偽りの先生、幾千の涙
「貴久君、どうしたの?」
「うん?
あー、ごめんごめん。
考え事してた。
そういえば花音ちゃん、さっきの続きだけど、貴久先生ってどんな人?
イケメン?」
「えっと、伊藤先生は…」
花音ちゃんから輝いた笑顔が消える。
花音ちゃんも兄さんが怪しいって思っているのか。
それとも…
「花音ちゃん、その伊藤先生を好きになっちゃったとか?」
「え!?
そんな事ないよ!
ないない!
絶対にない。
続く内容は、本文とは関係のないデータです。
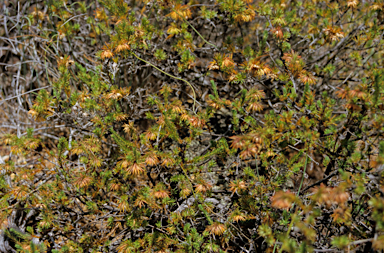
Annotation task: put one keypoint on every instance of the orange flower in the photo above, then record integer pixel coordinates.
(283, 200)
(135, 170)
(161, 194)
(216, 228)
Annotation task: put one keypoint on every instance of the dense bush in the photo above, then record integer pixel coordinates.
(174, 126)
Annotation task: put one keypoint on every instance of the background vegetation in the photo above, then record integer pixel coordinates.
(200, 126)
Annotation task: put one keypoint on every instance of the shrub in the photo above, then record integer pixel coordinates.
(174, 126)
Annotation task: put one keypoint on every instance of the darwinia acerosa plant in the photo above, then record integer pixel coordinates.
(175, 126)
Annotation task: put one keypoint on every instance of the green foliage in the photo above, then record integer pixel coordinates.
(275, 143)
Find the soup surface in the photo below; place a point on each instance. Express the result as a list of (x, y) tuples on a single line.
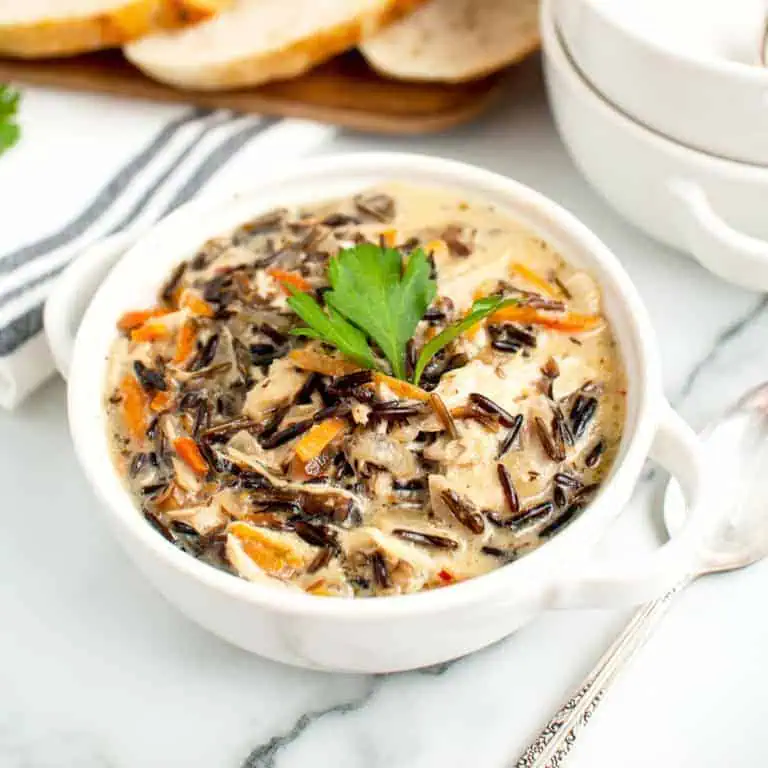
[(286, 459)]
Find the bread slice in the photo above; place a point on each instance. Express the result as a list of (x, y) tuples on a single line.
[(46, 28), (260, 40), (456, 40)]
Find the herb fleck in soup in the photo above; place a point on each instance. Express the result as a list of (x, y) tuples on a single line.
[(370, 396)]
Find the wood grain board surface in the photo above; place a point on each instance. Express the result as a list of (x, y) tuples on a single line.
[(344, 91)]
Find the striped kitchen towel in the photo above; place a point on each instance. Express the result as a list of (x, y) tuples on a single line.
[(101, 166)]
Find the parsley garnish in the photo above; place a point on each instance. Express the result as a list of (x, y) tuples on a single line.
[(371, 298), (480, 310), (9, 128)]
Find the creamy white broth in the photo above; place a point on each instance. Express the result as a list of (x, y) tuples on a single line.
[(392, 505)]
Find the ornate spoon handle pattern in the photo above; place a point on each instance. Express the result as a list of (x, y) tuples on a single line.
[(550, 748)]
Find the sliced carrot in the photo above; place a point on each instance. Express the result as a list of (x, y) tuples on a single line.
[(530, 276), (317, 362), (314, 442), (195, 304), (294, 279), (269, 555), (402, 388), (389, 237), (160, 401), (187, 450), (132, 320), (570, 322), (152, 330), (185, 343), (134, 404)]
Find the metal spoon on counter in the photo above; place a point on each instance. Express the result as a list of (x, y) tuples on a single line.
[(736, 445)]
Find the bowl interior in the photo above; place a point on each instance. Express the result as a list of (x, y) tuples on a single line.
[(135, 281)]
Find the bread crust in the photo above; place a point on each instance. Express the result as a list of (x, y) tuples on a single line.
[(72, 35), (68, 36), (391, 54), (264, 66)]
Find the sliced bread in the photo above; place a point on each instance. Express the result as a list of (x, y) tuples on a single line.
[(44, 28), (455, 40), (255, 41)]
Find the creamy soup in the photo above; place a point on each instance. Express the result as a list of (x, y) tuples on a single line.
[(283, 460)]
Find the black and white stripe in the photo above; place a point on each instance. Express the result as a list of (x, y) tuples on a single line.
[(173, 167)]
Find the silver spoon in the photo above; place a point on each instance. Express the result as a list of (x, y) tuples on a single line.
[(737, 446)]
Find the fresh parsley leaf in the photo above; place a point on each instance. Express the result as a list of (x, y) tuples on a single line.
[(371, 290), (480, 310), (9, 128), (331, 328)]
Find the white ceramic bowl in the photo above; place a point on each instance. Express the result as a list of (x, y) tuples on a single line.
[(390, 633), (686, 68), (710, 208)]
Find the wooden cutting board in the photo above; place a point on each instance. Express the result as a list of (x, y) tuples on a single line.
[(344, 91)]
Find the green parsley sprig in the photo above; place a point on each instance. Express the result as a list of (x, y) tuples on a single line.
[(9, 106), (373, 299)]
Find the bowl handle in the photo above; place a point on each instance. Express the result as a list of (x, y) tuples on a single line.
[(715, 244), (73, 292), (676, 448)]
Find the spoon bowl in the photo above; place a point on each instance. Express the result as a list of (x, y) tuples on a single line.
[(736, 447)]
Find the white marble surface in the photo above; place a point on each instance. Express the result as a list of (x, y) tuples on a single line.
[(97, 670)]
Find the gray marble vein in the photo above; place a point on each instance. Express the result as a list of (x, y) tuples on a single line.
[(265, 755)]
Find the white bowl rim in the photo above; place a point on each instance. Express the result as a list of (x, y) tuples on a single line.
[(556, 48), (746, 72), (647, 390)]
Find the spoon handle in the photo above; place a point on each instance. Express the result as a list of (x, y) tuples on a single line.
[(550, 748)]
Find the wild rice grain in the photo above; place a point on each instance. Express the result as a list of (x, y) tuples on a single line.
[(593, 457), (554, 449), (380, 570), (511, 437), (508, 488)]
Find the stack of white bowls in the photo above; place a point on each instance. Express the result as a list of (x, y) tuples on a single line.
[(663, 105)]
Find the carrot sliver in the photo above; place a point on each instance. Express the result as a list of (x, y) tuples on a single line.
[(195, 304), (187, 450), (534, 279), (389, 237), (134, 403), (270, 555), (152, 330), (185, 343), (569, 322), (402, 388), (314, 442), (160, 401), (129, 321), (316, 362), (294, 279)]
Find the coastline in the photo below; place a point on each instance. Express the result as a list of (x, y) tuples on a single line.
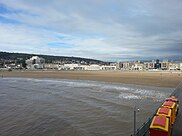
[(147, 78)]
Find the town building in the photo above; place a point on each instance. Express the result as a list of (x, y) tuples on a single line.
[(35, 63)]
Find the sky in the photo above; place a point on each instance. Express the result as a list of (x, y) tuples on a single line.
[(108, 30)]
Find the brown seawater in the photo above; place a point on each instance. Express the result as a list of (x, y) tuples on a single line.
[(49, 107)]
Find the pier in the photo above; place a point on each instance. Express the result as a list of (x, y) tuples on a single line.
[(176, 129)]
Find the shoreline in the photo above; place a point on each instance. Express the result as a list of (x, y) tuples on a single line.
[(147, 78)]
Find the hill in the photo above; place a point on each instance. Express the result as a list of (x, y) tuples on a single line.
[(16, 57)]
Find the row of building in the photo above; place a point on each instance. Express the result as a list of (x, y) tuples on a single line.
[(39, 63)]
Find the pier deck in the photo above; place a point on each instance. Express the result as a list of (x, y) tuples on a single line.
[(177, 128)]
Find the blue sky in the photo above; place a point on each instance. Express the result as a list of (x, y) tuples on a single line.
[(109, 30)]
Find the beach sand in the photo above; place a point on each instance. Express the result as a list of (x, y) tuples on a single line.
[(159, 79)]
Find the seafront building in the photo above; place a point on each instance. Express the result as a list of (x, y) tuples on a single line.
[(39, 63), (35, 63)]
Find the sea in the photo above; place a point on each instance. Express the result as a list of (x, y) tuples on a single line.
[(59, 107)]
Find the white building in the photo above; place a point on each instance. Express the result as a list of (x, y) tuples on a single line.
[(35, 63)]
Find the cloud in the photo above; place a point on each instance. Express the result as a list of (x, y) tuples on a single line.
[(106, 30)]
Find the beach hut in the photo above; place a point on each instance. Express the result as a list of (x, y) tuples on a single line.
[(171, 105), (160, 126), (166, 112), (174, 99)]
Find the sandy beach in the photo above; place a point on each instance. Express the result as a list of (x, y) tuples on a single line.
[(160, 79)]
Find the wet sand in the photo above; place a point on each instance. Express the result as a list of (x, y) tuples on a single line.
[(159, 79)]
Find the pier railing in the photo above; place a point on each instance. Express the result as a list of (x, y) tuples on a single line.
[(144, 129)]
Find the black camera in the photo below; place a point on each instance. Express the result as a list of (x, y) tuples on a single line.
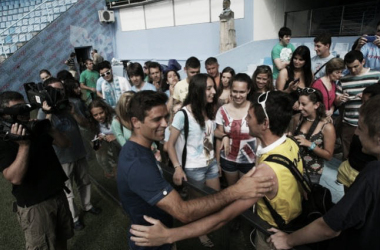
[(55, 98), (19, 113)]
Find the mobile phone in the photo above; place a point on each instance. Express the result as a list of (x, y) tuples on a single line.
[(370, 39)]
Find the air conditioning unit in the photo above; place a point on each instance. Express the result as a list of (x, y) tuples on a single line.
[(106, 16)]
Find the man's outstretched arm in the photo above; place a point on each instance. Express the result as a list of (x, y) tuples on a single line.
[(159, 234), (188, 211)]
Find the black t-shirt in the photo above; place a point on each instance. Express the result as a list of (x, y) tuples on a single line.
[(357, 214), (357, 159), (44, 177)]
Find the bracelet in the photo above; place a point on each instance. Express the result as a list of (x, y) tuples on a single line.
[(312, 146)]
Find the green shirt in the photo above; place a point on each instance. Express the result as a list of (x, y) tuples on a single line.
[(89, 79), (284, 53)]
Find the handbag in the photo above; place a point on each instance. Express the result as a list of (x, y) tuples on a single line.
[(318, 202)]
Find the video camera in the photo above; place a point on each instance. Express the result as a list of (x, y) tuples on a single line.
[(55, 98), (19, 113)]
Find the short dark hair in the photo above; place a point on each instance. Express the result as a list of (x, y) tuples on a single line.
[(143, 101), (284, 31), (104, 65), (192, 62), (334, 64), (353, 55), (262, 69), (45, 71), (108, 110), (324, 38), (242, 77), (279, 107), (211, 61), (8, 96), (372, 90), (135, 69), (230, 70), (88, 60), (315, 96), (196, 98), (154, 65), (64, 75), (370, 112), (70, 86), (52, 80)]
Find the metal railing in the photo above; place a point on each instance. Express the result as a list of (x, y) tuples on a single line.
[(117, 4), (347, 20)]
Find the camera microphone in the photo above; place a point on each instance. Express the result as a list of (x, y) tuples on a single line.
[(18, 109)]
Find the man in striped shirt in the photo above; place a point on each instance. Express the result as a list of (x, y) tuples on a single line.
[(349, 93)]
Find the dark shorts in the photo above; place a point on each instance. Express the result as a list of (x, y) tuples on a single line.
[(46, 223), (233, 167)]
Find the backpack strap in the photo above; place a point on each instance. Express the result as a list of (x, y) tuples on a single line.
[(186, 130), (284, 161)]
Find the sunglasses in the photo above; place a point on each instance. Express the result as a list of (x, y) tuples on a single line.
[(106, 74), (262, 102), (306, 90)]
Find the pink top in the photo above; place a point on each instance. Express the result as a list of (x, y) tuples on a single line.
[(328, 96)]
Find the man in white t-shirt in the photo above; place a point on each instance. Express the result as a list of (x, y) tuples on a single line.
[(322, 44), (192, 67), (110, 87), (136, 75)]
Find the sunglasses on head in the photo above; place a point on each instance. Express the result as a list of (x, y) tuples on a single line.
[(106, 73), (306, 90), (262, 99)]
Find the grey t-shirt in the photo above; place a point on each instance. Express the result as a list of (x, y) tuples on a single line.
[(317, 63), (65, 123)]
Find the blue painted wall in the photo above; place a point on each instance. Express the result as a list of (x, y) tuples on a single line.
[(77, 27), (179, 42)]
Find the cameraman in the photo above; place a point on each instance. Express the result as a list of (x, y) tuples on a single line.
[(32, 167), (66, 118)]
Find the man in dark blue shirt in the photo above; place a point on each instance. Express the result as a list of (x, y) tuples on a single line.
[(143, 190)]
」
今度は驚いて、大きな目を更に開きながら否定してくる。
兄さんに見せてやりたい顔だった。
「違うの?
勿体ぶるからてっきり片思いなんじゃねって思ったけど。」
「そんなんじゃないよ!
えっとね…なんかね…伊藤先生ってよく分からないの。」
花音ちゃんが水を一口飲む。
俺も水を飲んで、グラスをテーブルに置くと、花音ちゃんが意を決したように真っすぐにこちらを見る。
「あのね、伊藤先生ってよく分からない人なの。」
「…よく分からない人?
ミステリアスって事?」
爽やかイケメン先生を演じているって聞いていたが、路線を変更したという事だろうか?
だがそんな事は一言も聞いてない。
些細な事だから言わなかった可能性はあるが、もう少し話を聞いてみる必要がありそうだ。